The picture depicted him with an (airsoft) gun. That’s right…his daughter drew a picture of him with an (airsoft) gun.
When her teacher asked her what it was that she was drawing, she replied that she was drawing her Daddy “shooting burglars and monsters.” The teacher promptly took the picture to the principal, who called child protective services, who, in turn, called the police.
When the girl’s father, Jesse Sansone, got to the school to pick up his daughter, three police officers were waiting for him. They arrested him and charged him with possession of a firearm. They subsequently took him to the police station and strip-searched him. Furthermore, Sansone’s home was searched without his consent, and his wife and other children were also taken to the police station and questioned. The other children were separated from both their parents during their “interview.” Remember, all this activity was triggered by a preschooler’s drawing. Mr. Sansone was later asked to sign a waiver consenting to a search of his home – after being arrested and after police had already done a preliminary “walk-through” search. Apparently, law-abiding, gun-owning Canadians’ homes are subject to warrantless searches at any time.
The only “firearm” that was found from the resulting search was essentially an “airsoft” toy.
Now most of us probably realize that gun rights in Canada are very different from our rights here in the States. And we all know that our school administrators here make better decisions that those in Canada. Or do they? Watching the news lately, I have seen a clear and consistent pattern of ignorance among not only our teachers and administrators, but also some law enforcement professionals.
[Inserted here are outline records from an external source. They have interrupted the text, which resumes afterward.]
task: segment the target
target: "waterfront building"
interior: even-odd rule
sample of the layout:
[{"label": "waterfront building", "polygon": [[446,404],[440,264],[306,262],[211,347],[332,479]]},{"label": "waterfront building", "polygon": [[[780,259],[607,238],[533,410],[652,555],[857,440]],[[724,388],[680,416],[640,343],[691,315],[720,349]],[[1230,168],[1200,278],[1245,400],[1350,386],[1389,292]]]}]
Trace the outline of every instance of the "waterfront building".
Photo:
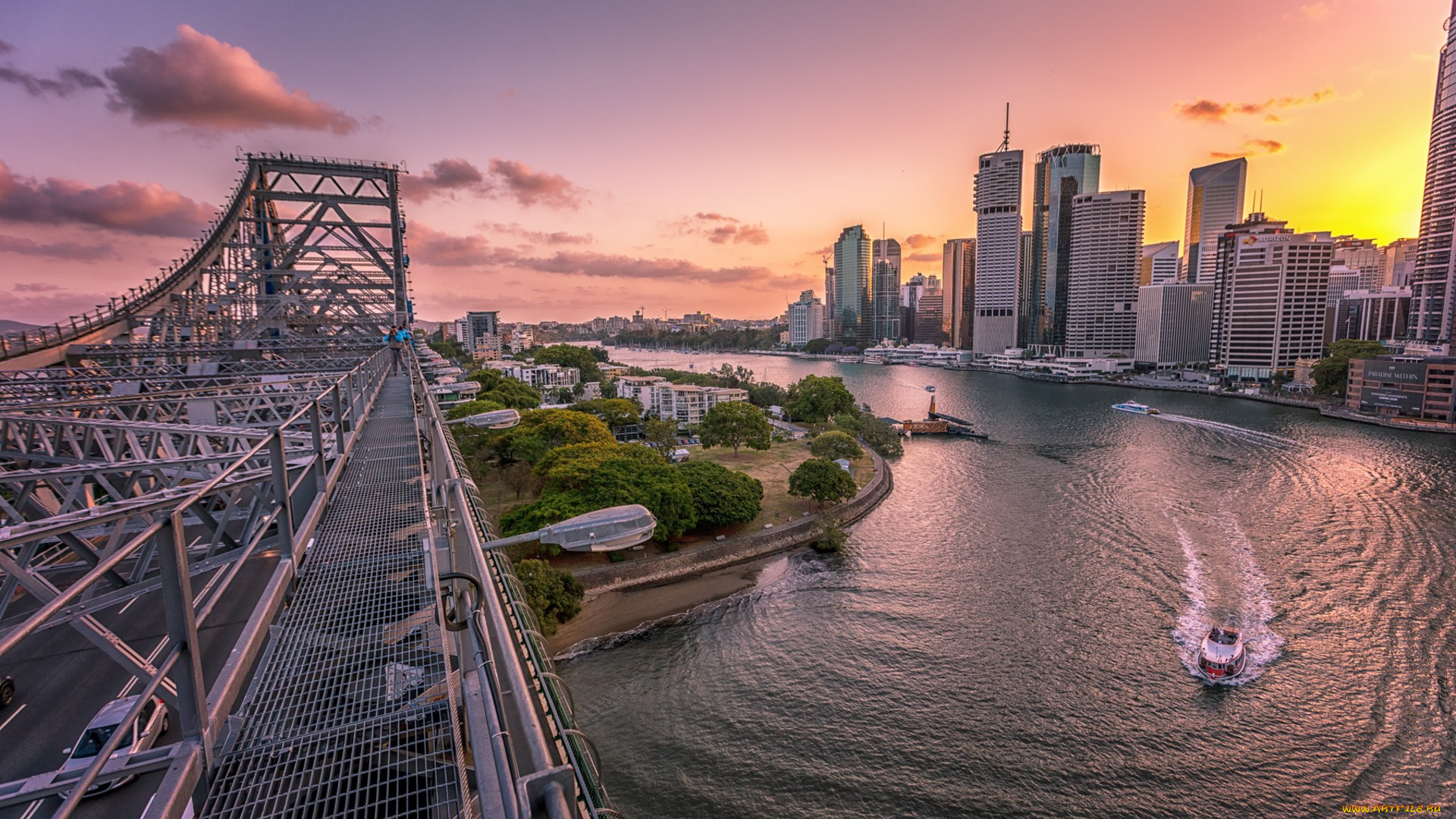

I realize that it’s especially unpopular to pick on teachers, administrators or public servants these days, but come on people, start using some common sense. I’m sure my critical view of some educators and law enforcement professionals will be unpopular. After all, they perform some very difficult jobs. We cannot, however, continue to let political correctness pervade our schools and infect our children. If this ignorance continues, it will ultimately cost us our constitutional rights.
What is our role in all of this? What can we do? We can start by calling out this politically-correct rhetoric when we hear it. Let’s let others know that we value our constitutional and religious principles and that we won’t be bullied by their intolerance of our rights. We must vote for common sense-thinking candidates who have similar values – at every elected level - whether it’s for school board or the presidency.
We must do our part to win the minds of educators – to make them understand the absurdity of the direction in which we are headed.